The Minnesota Chamber of Commerce is recommending the state’s primary be moved up from August to June in an effort to increase turnout. Lawmakers were asked to offer their opinion on that issue.
Radinovich and Ward said they favored the idea but Ward said that it would pose a problem for outstate legislators who can not easily return to their districts to campaign while the Legislature is in session.
Ruud said she wasn’t prepared to jump to a judgment on the issue this soon. Gazelka said the issue was one that he was not that passionate about. Kresha said he thought the idea made sense.
Doreen Galloway of the Crosslake Advisory Board and a Crosslake Days organizer pointed out that business participation dropped by 35 percent when the Minnesota Department of Health set guidelines that had to be met in order for the businesses to offer free chili at their business locations. She said this was an example of how big government had become.
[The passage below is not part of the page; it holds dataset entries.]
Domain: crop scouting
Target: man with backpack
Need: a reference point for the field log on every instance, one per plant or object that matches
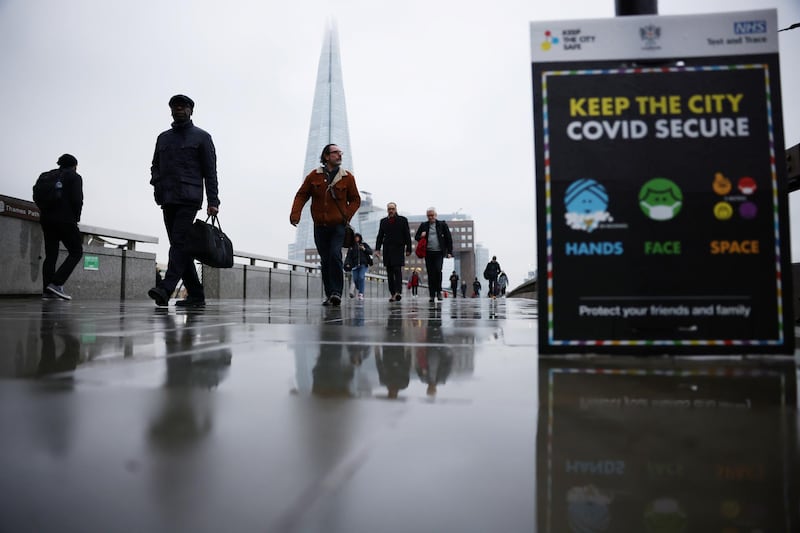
(58, 194)
(491, 272)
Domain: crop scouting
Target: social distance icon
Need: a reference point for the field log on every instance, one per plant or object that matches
(723, 211)
(721, 184)
(747, 185)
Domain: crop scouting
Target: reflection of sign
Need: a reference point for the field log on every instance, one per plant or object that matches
(14, 207)
(662, 214)
(627, 449)
(91, 262)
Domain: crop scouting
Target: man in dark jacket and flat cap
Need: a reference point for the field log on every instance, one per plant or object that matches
(184, 162)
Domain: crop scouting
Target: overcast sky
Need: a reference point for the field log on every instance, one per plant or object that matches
(438, 98)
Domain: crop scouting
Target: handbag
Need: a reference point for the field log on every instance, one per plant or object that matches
(349, 233)
(349, 236)
(422, 246)
(208, 244)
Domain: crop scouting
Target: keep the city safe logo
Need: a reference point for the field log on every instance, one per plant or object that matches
(586, 202)
(550, 40)
(660, 199)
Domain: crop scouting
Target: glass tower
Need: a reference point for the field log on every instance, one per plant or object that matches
(328, 125)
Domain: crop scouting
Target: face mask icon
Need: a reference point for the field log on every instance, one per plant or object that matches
(660, 199)
(660, 212)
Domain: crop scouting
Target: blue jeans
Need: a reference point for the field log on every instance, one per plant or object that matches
(328, 240)
(359, 275)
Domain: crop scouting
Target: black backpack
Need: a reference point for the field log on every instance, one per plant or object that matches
(48, 190)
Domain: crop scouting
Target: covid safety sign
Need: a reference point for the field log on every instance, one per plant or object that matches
(662, 203)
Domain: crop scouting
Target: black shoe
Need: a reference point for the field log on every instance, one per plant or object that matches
(191, 301)
(159, 295)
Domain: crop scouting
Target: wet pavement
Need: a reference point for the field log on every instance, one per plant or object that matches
(288, 416)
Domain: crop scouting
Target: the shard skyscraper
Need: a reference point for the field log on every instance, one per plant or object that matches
(328, 125)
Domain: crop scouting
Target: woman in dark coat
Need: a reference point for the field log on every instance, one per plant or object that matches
(394, 238)
(439, 247)
(358, 261)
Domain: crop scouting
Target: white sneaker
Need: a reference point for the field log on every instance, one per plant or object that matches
(58, 290)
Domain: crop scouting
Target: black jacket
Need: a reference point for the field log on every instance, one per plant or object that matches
(395, 239)
(442, 230)
(68, 210)
(357, 256)
(184, 159)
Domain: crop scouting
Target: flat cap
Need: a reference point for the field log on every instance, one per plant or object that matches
(67, 160)
(181, 99)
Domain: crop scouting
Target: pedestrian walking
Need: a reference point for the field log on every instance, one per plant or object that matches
(334, 200)
(358, 261)
(58, 194)
(454, 284)
(491, 272)
(413, 283)
(184, 162)
(440, 245)
(394, 237)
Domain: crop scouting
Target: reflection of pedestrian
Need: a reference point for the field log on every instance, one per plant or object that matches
(55, 326)
(491, 272)
(440, 245)
(433, 362)
(454, 284)
(395, 239)
(184, 161)
(358, 260)
(394, 368)
(413, 283)
(502, 283)
(334, 200)
(59, 196)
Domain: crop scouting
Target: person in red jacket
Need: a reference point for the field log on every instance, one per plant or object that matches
(413, 283)
(334, 200)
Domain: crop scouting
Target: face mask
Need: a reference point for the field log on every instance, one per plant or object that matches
(661, 212)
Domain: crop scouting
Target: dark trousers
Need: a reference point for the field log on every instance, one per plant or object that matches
(328, 240)
(492, 286)
(394, 278)
(55, 233)
(178, 220)
(433, 264)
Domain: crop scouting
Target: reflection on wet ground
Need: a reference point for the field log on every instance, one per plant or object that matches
(290, 416)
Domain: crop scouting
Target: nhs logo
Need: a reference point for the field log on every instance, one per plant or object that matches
(746, 27)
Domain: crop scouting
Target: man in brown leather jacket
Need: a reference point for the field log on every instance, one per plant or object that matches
(334, 200)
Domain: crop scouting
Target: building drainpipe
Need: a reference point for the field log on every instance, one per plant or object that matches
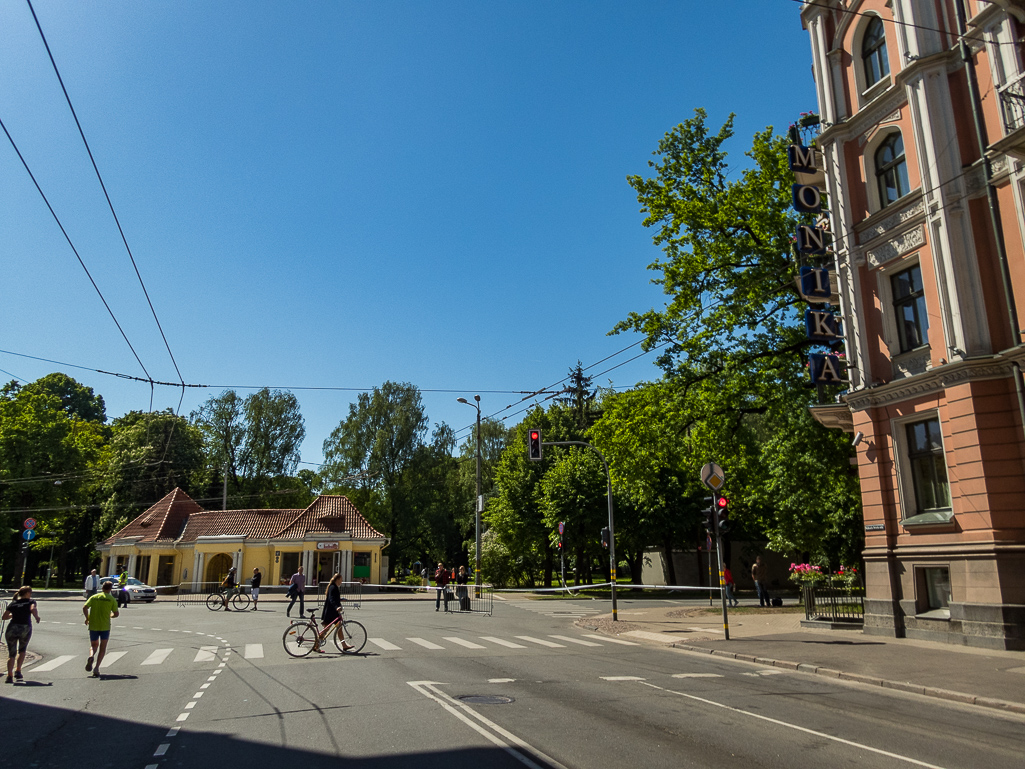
(994, 213)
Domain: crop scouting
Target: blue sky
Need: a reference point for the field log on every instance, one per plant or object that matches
(336, 194)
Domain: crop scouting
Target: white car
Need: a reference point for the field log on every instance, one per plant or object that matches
(137, 590)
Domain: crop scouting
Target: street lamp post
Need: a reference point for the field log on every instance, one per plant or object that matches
(477, 502)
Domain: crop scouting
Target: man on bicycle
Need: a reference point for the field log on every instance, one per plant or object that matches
(228, 587)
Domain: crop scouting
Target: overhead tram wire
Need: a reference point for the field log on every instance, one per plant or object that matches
(77, 255)
(110, 203)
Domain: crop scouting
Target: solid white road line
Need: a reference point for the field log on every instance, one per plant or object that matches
(610, 640)
(575, 641)
(502, 642)
(821, 735)
(205, 654)
(254, 651)
(424, 644)
(158, 656)
(53, 663)
(461, 642)
(541, 642)
(111, 657)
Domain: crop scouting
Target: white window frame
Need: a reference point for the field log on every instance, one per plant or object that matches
(867, 92)
(905, 483)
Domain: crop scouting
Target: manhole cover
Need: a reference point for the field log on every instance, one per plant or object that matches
(485, 699)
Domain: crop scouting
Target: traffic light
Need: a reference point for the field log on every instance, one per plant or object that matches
(709, 514)
(534, 445)
(723, 514)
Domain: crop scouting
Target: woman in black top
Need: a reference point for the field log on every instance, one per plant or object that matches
(19, 612)
(332, 604)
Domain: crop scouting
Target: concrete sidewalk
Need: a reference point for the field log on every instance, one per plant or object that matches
(775, 638)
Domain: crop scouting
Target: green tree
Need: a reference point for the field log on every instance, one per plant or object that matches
(149, 455)
(731, 334)
(369, 451)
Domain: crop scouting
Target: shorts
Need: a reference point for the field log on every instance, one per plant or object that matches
(17, 639)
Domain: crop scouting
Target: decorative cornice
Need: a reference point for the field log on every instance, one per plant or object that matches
(934, 380)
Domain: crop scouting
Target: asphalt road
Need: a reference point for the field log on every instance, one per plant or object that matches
(525, 687)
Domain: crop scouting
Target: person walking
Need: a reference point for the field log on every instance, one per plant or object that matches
(442, 579)
(731, 599)
(123, 589)
(759, 574)
(332, 606)
(19, 612)
(91, 585)
(254, 585)
(461, 579)
(296, 590)
(98, 610)
(228, 588)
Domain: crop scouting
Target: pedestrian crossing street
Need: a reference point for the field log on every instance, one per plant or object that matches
(493, 642)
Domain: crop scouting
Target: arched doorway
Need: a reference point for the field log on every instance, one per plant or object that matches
(216, 568)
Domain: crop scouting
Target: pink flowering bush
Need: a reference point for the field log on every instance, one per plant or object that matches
(806, 573)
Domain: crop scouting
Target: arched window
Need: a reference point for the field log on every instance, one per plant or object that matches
(891, 170)
(873, 52)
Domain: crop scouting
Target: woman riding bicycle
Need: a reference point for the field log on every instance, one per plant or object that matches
(331, 613)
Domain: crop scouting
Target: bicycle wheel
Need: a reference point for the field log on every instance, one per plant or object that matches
(299, 639)
(352, 633)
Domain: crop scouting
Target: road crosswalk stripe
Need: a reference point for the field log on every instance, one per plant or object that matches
(461, 642)
(611, 640)
(53, 663)
(254, 651)
(575, 640)
(205, 654)
(541, 642)
(157, 657)
(424, 644)
(502, 642)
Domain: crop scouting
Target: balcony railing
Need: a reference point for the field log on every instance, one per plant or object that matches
(1013, 104)
(834, 604)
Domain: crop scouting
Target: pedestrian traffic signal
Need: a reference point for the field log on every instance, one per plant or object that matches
(723, 514)
(534, 445)
(709, 514)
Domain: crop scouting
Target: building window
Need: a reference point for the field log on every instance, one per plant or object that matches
(928, 466)
(909, 308)
(891, 170)
(873, 52)
(937, 589)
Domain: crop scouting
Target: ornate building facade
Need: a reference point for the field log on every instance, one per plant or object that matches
(923, 146)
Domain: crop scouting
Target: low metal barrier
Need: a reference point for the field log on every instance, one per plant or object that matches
(834, 604)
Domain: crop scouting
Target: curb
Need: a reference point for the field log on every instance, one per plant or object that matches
(929, 691)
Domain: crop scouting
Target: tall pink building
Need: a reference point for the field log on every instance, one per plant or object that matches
(923, 142)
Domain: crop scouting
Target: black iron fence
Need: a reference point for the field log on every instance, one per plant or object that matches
(834, 603)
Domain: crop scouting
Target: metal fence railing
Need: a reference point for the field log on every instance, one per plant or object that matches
(834, 604)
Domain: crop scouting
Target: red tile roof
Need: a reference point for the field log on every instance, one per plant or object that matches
(180, 518)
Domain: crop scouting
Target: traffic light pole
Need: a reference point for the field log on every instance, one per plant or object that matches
(612, 530)
(722, 573)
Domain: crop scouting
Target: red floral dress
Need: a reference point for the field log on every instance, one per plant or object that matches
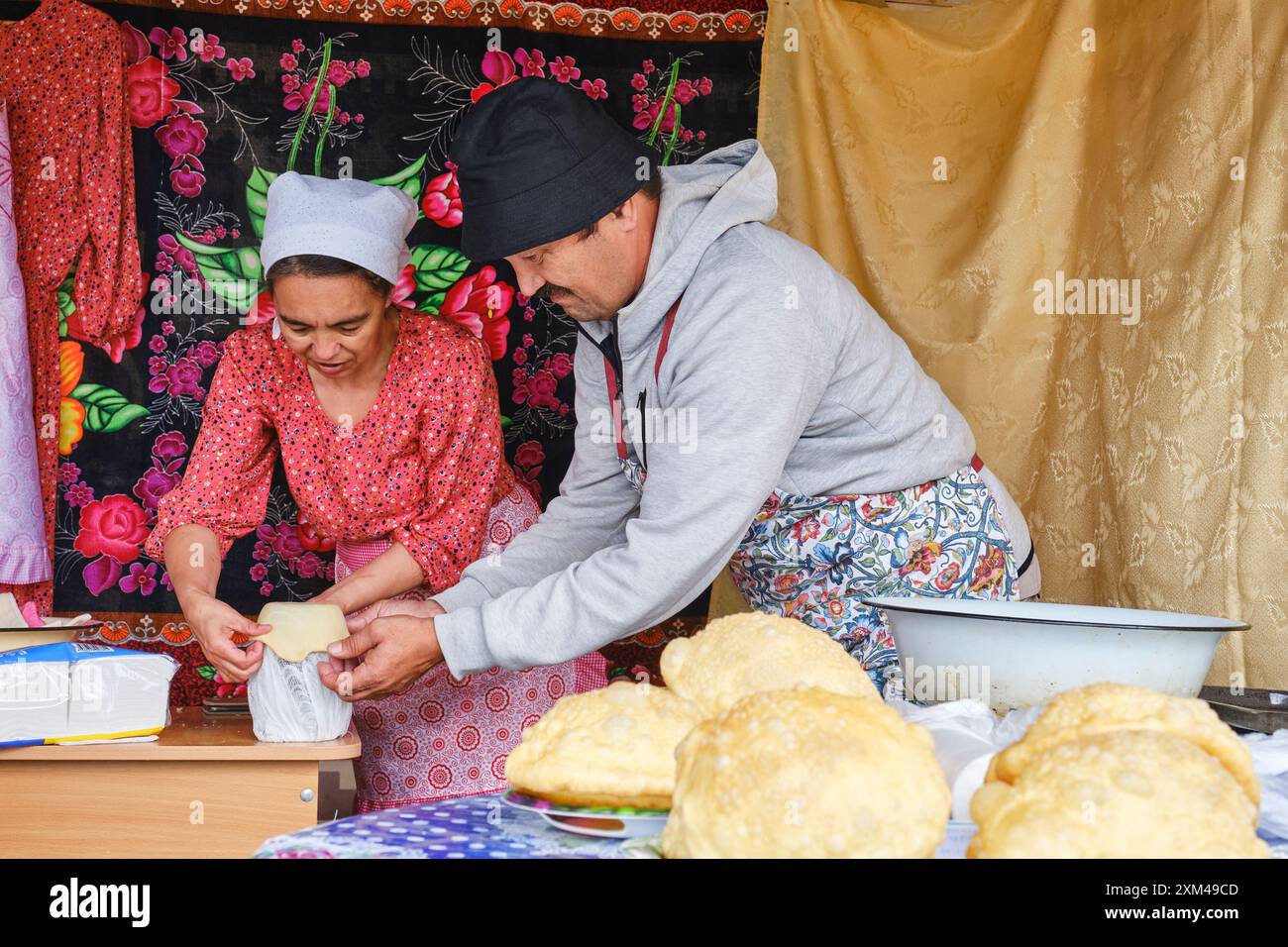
(62, 72)
(425, 468)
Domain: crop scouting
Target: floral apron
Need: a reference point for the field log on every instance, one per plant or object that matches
(445, 737)
(815, 558)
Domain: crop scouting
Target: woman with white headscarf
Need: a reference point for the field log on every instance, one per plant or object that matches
(387, 427)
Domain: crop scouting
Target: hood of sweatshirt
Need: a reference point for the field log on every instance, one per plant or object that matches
(699, 201)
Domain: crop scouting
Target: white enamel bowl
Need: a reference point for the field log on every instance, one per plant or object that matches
(1024, 652)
She said that in 25 years no one had ever become sick or died as the result of Crosslake Days chili.
Ward said this was not a new issue, but it was one that legislators were familiar with. He said it appeared some Department of Health inspectors were more zealous than others. Nonprofit organizations that offer food are very important to tourism, he said, but there was a role for state rules to play.
“There has to be some standard regulatory measures,” he said.
Responding to a question on unions, lawmakers offered different perspectives. Gazelka expressed concern there was no stop-gap for government unions compared to the competition which affected private companies with unions. He said he would like to see public employees have the right to join a union or not join.
Ruud said she agreed with Gazelka.
Ward said state workers should be able to belong to unions and that throughout their history unions have obtained better salaries and working conditions for everyone.
Radinovich said elected officials are the ones responsible for counter-balance and drawing a line on union requests.
“I think there is place for unions,” he said.
Kresha said he saw the value of unions but people should have the choice of whether they wanted to join or not.
Crow Wing County Auditor-Treasurer Laureen Borden noted lawmakers could be asked to offer legislation that would make certain Crow Wing County positions appointed rather than elected.
“Don’t let the process be rushed,” she advised.
She also urged lawmakers to use Deputy Auditor Deborah Erickson as a resource when considering election reforms, noting her service on a state board that deals with these issues.